More research is needed, she said, but the preliminary findings provide important foundational data for Cargill in its effort to help understand glucosamine's potential mechanism of action.

Cargill sells Regenasure glucosamine to a number of food processing customers, but cannot name them. One exception is Joint Juice, which encourages customers (including spokesman Joe Montana) to drink a daily dose of glucosamine via 8-oz.bottles, powder mixes and gel shots.

Cargill has incorporated Regenasure into prototypical beverages, bars, cereals and dairy products.

In addition to glucosamine, Fortitech Inc. (www.fortitech.com), Schenectady, N.Y., lists as top-tier joint nutrients chondroitin sulfate and omega-3 fatty acids. The former is an important structural component of cartilage.
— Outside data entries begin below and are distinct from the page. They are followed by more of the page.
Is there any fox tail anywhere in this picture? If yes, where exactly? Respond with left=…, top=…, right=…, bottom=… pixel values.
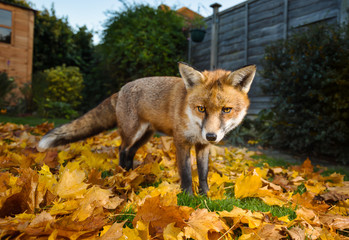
left=39, top=93, right=118, bottom=149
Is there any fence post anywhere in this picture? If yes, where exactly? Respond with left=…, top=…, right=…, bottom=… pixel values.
left=244, top=1, right=248, bottom=65
left=210, top=3, right=222, bottom=70
left=283, top=0, right=288, bottom=40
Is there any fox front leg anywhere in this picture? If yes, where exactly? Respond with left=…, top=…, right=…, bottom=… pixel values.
left=195, top=145, right=210, bottom=195
left=175, top=144, right=193, bottom=195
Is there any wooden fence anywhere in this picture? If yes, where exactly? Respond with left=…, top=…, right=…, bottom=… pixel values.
left=191, top=0, right=348, bottom=114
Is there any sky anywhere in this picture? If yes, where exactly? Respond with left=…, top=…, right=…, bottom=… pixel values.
left=30, top=0, right=244, bottom=44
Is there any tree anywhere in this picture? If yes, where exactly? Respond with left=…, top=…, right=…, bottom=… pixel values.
left=261, top=25, right=349, bottom=163
left=33, top=6, right=77, bottom=72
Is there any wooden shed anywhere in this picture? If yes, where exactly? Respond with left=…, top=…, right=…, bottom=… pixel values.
left=0, top=0, right=35, bottom=101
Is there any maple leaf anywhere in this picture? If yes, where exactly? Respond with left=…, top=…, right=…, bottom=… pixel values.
left=133, top=196, right=191, bottom=232
left=72, top=186, right=123, bottom=221
left=219, top=206, right=264, bottom=228
left=282, top=226, right=305, bottom=240
left=184, top=209, right=228, bottom=240
left=100, top=221, right=126, bottom=240
left=234, top=169, right=262, bottom=198
left=163, top=222, right=184, bottom=240
left=56, top=162, right=88, bottom=198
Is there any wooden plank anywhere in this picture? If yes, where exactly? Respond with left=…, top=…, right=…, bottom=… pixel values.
left=249, top=1, right=283, bottom=23
left=249, top=14, right=283, bottom=32
left=249, top=22, right=284, bottom=39
left=289, top=9, right=339, bottom=28
left=288, top=0, right=338, bottom=11
left=288, top=0, right=338, bottom=19
left=244, top=2, right=248, bottom=65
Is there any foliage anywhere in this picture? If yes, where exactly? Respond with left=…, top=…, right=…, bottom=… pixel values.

A "Strategic Nutrition for Bone and Joint Health" whitepaper notes the Glucosamine/Chondroitin Arthritis Intervention Trial (GAIT), a large randomized, double-blind, placebo-controlled intervention study in patients with knee osteoarthritis, reported that patients taking 400mg chondroitin sulfate three times per day had a significant improvement in knee joint swelling."

On the latter ingredient, the paper notes "significant interest [and research findings] in using omega-3 long-chain polyunsaturated fatty acids, such as are found in fish oil (EPA and DHA), in the treatment of rheumatoid arthritis."

Fortitech also reports interesting research into vitamin K, eggshell membrane and methylsulfonylmethane (MSM), the last of which often is used in capsules in combination with glucosamine and chondroitin. Fortitech, too, has created premix prototypes, from cereals bars to ice cream, incorporating those ingredients.

"Healthy joints require supporting for connective tissue, synovial fluid and for the bone that provides the joint structure," says Rodger Jonas, director of national sales for PL Thomas & Co. (www.plthomas.com), Morristown, N.J.

Jonas says one of the more interesting and newest ingredients is a boswellic acid extract his company brands 5-Loxin. "In human studies, 5-Loxin is proven to promote joint health and function and protect against collagen degradation, an important component of connective tissues," he says.

Boswellia is a genus of flowering trees and shrubs that grow in tropical forests. Its fragrant resin has many pharmacological uses particularly as anti-inflammatories, reports Wikipedia, and the Biblical incense frankincense probably was an extract.

There are a couple of boswellia acids, but acetyl-11-keto-β-boswellic acid (AKBA) apparently is the most active, says Jonas. 5-Loxin is standardized to 30 percent AKBA, higher than other boswellic acid fractions. 5-Loxin inhibits an enzyme called 5-lipoxygenase. 5-Lox inhibitors follow a distinctly different pathway than Cox-2 inhibitors, and while both are involved in the breakdown of arachidonic acid, 5-Lox inhibitors do not exhibit the potentially negative effects that have been associated with Cox-2 inhibitors. And 5-Loxin is a selective, non-redox 5-Loxinhibitor, which means that its action is very targeted, not affecting other systems.

A similar PL Thomas product, also based on AKBA and a boswellic acid extract, is ApresFlex. Kind of a next-generation boswellia extract, ApresFlex mixes AKBA with another, proprietary boswellia extract, resulting in improved bioavailability and bioactivity of the AKBA while the proprietary extract exhibits 5-Lox inhibition. Together, the synergism exceeds the expected benefit of the individual ingredients.